The Wings recently celebrated Heroes Night in Philadelphia. Fans stood and applauded active and retired military personnel, firefighters, police officers, paramedics and more as pictures flashed across the big screen at Wells Fargo Center of people who have dedicated their lives to serving others.
Everyone probably thinks about Welles Crowther when heroes and lacrosse are mentioned. Crowther, a former Boston College Eagle, courageously saved people trapped in the South Tower of the World Trade Center on September 11, 2001, before losing his own life when the tower fell.
Also remembered from that dark day are the police and firefighters from New York who played in a lacrosse game at the U.S. Lacrosse Headquarters on 9/11/2016 to honour and memorialize police officers and firefighters from September 11th. This event reduced some professional players to tears as they shared their stories to anyone who would listen on the sidelines.

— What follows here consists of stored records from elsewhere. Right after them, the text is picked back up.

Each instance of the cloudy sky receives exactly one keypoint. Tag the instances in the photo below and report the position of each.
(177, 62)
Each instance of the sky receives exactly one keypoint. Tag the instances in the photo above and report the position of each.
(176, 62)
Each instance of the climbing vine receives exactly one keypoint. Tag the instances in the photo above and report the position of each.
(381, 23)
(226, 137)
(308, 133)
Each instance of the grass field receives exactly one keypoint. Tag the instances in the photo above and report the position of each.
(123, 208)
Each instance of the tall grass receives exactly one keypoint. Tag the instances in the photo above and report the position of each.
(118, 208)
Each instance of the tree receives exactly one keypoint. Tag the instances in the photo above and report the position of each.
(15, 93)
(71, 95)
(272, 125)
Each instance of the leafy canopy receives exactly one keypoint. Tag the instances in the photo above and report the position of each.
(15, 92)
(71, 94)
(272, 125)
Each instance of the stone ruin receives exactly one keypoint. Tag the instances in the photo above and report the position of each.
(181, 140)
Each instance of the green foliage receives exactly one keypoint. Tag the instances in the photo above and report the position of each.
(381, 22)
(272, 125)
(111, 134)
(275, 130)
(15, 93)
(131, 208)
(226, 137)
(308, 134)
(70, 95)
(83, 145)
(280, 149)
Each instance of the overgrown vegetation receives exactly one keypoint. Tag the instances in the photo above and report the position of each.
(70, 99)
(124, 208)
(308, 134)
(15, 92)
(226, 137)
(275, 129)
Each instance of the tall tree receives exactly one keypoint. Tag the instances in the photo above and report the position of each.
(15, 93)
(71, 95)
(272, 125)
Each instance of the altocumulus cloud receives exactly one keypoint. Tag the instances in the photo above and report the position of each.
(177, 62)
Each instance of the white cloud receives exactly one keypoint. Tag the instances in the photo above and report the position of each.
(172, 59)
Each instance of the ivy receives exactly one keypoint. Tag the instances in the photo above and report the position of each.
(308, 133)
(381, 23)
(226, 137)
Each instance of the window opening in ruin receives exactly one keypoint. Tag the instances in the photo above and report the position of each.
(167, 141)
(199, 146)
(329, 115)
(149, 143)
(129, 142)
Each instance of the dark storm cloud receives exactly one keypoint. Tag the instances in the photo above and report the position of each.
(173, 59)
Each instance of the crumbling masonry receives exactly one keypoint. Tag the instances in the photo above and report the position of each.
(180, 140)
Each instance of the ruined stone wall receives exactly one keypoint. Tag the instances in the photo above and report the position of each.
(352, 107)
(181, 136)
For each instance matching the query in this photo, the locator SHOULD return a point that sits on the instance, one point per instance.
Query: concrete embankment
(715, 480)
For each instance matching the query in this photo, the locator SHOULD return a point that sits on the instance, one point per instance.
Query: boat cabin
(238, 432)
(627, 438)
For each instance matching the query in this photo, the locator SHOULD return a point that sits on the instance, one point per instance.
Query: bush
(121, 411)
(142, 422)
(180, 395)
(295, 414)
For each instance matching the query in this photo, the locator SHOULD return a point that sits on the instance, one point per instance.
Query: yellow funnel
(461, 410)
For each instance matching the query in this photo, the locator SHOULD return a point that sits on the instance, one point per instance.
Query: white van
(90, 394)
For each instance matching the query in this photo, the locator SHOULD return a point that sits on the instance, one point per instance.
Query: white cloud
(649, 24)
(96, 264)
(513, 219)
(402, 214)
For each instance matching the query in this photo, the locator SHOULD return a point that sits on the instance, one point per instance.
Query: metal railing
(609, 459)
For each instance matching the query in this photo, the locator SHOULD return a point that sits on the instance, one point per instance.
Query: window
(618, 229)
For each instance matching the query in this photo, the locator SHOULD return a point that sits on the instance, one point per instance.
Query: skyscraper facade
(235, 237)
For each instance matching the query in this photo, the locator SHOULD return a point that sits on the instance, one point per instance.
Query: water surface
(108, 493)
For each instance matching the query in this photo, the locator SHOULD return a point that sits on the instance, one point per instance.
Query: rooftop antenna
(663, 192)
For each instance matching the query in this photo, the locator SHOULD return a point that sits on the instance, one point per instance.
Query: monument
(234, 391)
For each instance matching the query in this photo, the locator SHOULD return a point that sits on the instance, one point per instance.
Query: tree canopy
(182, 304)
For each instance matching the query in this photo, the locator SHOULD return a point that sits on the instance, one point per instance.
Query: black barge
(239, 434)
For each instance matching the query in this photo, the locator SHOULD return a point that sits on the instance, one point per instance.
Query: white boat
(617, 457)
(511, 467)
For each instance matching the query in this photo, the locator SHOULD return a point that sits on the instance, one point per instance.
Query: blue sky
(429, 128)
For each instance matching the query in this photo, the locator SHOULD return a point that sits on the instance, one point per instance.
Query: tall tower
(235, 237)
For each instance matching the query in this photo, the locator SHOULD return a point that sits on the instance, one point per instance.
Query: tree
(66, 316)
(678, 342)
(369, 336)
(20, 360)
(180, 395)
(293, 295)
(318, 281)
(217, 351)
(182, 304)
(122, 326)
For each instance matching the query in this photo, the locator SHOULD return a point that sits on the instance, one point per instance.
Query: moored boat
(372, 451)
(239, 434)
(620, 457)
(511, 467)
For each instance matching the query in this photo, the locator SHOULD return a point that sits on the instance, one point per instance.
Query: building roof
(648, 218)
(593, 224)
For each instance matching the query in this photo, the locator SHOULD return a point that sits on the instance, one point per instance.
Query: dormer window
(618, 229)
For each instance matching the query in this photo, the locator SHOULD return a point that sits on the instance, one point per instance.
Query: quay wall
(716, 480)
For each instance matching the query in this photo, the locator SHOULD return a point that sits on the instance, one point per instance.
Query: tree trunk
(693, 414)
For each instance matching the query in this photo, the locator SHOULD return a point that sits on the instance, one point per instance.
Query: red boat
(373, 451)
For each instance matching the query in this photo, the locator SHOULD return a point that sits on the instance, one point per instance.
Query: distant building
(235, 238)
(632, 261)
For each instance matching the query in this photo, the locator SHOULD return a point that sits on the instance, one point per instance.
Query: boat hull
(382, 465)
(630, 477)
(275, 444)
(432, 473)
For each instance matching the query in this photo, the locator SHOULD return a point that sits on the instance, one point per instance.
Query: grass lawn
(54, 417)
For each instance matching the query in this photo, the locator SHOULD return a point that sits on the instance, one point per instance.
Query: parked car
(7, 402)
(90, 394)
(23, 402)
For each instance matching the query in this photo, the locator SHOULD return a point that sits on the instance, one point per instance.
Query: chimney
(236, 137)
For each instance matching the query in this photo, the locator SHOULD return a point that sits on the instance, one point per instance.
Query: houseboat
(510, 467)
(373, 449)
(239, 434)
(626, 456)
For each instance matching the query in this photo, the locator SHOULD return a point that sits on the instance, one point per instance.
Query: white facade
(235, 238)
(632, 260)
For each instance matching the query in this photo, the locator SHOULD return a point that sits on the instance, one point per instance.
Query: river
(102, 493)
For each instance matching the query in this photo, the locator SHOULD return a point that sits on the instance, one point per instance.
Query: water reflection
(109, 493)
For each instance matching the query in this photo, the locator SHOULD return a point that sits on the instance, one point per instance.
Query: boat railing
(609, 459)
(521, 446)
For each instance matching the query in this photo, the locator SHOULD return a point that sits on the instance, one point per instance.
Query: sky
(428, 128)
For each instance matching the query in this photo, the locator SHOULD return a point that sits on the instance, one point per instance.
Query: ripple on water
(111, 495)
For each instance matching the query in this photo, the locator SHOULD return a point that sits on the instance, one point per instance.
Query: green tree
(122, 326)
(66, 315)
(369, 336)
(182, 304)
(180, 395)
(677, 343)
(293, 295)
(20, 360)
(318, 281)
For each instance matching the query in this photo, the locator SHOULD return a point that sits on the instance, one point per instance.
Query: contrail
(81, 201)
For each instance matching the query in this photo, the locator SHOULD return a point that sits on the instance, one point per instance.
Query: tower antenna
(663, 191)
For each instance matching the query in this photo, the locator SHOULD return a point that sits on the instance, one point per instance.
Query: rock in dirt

For the Wings, some of their current and former personnel are involved in their communities as first responders. Some of them spend more time saving lives than playing lacrosse, and those important moments are what the Wings honoured.
These include current Philadelphia Wings’ head coach, Paul Day, who only recently retired from the Niagara Regional Police Service in Ontario after a 27-year career. Day’s wife is still active on that force, as is Wings’ defensive coordinator Ian Rubel.
Brothers Dan and Paul Dawson, former Wings, are both firefighters in Canada. Dan, known for his offensive scoring skills, is still referred to as “Dangerous Dan Dawson.” Paul, known for his KO punch while wearing a cotton candy pink Wings’ jersey, holds his own against some of the top offensive threats in the league.
Garrett Thul, another former Wing, is currently serving in the U.S. Army. Thul’s NLL rights are currently held by the New England Black Wolves and his MLL rights by the Ohio Machine.
There are examples all over the league of players serving the greater good outside of their lacrosse career, sometimes putting themselves in the line of danger to protect their community. Jeff Cornwall and Scott Carnegie are firefighters. Curtis Manning is a doctor. Sandy Chapman is an ER nurse. Swarm assistant coach Dan Ladouceur is a police officer. A great many players are teachers, charged with shaping the minds of our children.
The lacrosse community is a small one. Thanks to each and every player, coach, and fan who is a hero who has made a difference.